Com’è stato lavorare con il produttore Renato D’Amico, mi sembrate molto diversi
Ho conosciuto Renato grazie ai ragazzi di A Buzz Supreme che hanno avuto l’intuizione di presentarmelo. Renato è una persona che ha molta passione nel suo lavoro, ha ascoltato le mie cose e gli è piaciuto quello che faccio, nonostante la differenza di età. Mi ha detto poi successivamente che lo ha colpito la maturità dei testi, era molto incuriosito. Quando l’ho consciuto ho capito che è un fuori classe, molto maturo, determinato e competente, di testa dimostra almeno 40 anni.
Per la canzone “Alina” è uscito un video molto bello, che se non sbaglio è realizzato con l’intelligenza artificiale
Ho realizzato io anche il video, ho voluto cimentarmi con questa nuova tecnologia che abbiamo a disposizione. Non è così immediato come si pensa, ci sono molti passaggi per arrivare a quel risultato. È come realizzare un video normale l’unica cosa che cambia è che al posto di un illustratore in carne e ossa c’è una macchina ma sei sempre te a prendere tutte le decisioni e montare manualmente le immagini.
I tuoi dischi sono sempre catartici, ci metti dentro tutto te stesso, i tuoi processi mentali e non solo. Hai scoperto qualcosa su di te mentre realizzavi “Absentia Essentia”?
Il processo creativo ti fa sempre scoprire cose nuove, ci sono tanti input-output con la mia vita. Negli ultimi anni mi sono avvicinato alla meditazione, alla ricerca di me stesso. Alla fine di ogni lavoro quello che mi rende felice è il fatto che ancora una volta nonostante tutto sono riuscito a rimanere curioso, per me è questo che conta.
Cosa pensi che arriverà all’ascoltatore quando premerà “play” per ascoltare Absentia Essentia?
Non lo so, spero di regalare un’emozione, penso che sia l’obiettivo di ogni artista. Che sia gioia, nostalgia, tristezza questo non lo decido io.

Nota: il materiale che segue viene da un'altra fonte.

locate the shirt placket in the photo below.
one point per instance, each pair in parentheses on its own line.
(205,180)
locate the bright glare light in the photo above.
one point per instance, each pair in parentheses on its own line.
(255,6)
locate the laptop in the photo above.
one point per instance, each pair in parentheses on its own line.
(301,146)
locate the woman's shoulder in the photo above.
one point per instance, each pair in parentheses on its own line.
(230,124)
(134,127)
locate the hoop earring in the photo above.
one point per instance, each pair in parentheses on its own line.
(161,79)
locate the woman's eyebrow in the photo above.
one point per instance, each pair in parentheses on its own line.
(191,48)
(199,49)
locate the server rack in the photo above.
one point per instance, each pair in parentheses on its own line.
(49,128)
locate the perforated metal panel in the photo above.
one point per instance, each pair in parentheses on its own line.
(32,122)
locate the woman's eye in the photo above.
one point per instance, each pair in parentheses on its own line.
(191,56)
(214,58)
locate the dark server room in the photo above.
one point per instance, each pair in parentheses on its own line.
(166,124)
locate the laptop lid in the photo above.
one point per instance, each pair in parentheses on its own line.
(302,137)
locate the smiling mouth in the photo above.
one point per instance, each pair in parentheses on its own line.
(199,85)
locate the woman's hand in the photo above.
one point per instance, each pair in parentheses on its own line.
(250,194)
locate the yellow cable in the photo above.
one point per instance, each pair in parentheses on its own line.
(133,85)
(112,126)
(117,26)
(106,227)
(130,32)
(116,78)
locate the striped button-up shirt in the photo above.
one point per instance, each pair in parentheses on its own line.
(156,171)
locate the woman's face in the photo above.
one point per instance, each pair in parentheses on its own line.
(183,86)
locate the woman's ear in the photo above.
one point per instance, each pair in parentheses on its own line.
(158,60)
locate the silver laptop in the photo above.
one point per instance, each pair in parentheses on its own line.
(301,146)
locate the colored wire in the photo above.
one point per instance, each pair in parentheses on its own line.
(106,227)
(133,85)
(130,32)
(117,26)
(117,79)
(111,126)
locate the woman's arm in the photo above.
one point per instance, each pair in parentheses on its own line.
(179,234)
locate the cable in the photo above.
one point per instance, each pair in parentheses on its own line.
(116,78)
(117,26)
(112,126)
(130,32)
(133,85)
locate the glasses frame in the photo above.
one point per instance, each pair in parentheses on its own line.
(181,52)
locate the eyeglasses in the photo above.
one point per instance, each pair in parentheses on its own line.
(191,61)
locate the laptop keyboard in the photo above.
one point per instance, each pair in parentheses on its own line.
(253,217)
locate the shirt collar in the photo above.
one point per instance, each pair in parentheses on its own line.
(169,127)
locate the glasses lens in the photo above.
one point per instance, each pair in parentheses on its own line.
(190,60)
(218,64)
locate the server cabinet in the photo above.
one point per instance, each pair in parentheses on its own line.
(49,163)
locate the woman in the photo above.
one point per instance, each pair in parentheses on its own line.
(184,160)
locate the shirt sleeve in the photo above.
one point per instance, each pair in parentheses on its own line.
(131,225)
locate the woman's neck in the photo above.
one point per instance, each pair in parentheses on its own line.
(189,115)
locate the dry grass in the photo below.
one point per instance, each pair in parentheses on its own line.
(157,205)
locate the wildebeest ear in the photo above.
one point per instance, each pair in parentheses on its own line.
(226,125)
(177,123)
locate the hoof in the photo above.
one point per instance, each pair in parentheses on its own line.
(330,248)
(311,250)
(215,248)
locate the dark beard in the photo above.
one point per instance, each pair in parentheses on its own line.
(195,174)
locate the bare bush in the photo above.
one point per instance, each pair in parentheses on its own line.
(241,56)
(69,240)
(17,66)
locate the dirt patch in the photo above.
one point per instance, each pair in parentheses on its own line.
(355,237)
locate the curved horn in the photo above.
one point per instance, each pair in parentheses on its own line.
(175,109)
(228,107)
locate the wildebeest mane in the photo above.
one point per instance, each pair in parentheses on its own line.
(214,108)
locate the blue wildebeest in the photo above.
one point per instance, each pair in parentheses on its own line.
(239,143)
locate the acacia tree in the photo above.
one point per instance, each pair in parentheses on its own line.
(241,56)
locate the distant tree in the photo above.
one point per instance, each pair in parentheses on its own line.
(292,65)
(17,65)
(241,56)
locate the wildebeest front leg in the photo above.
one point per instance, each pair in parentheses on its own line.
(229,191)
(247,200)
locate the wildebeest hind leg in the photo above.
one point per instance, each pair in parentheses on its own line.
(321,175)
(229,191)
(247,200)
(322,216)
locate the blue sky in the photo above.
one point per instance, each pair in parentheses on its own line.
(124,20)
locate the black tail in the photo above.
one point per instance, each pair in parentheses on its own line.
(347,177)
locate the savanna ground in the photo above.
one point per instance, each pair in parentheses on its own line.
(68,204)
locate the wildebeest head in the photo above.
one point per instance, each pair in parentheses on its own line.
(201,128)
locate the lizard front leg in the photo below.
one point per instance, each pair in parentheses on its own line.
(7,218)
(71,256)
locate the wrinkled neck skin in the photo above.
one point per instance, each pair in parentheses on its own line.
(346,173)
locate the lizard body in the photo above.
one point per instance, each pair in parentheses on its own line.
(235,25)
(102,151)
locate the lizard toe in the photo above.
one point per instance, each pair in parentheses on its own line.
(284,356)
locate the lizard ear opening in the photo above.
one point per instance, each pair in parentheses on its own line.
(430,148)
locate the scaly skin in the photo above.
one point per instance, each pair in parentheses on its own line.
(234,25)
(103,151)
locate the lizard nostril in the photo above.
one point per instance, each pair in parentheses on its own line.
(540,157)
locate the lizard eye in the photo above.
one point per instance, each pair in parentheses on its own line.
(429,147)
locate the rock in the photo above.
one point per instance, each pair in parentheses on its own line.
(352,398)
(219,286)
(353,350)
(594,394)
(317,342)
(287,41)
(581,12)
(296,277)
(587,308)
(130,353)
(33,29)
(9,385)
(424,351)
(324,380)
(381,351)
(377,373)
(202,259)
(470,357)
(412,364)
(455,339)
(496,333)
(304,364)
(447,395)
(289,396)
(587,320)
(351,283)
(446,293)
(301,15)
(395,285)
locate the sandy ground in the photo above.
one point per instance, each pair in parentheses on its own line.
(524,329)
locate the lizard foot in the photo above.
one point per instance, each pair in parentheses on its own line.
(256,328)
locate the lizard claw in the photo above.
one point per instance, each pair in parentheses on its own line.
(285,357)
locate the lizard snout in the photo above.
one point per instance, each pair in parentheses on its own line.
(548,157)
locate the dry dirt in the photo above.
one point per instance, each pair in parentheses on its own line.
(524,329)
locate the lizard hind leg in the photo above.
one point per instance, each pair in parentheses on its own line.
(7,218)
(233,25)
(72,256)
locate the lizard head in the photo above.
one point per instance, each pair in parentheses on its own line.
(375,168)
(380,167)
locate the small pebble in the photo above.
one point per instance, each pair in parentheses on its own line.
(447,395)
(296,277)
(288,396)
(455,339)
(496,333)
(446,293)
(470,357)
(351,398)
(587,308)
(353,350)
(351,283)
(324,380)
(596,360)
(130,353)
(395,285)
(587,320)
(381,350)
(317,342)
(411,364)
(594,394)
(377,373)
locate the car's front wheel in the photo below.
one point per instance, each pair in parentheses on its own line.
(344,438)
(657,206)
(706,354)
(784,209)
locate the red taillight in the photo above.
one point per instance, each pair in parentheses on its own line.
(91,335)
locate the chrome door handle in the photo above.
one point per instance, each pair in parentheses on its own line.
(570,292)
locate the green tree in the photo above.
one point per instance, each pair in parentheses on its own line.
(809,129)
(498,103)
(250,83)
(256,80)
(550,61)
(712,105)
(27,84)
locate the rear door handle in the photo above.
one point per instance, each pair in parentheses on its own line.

Ultima domanda: che cos’è per te la musica?
Per me la musica è un bisogno del quale non mi so spiegare il motivo, è una catarsi, un processo di auto-analisi. Non riesco a prendere la musica dal punto di vista ludico, non amo la musica fine al divertimento, per me è un’arte talmente importante che deve avere un senso più alto.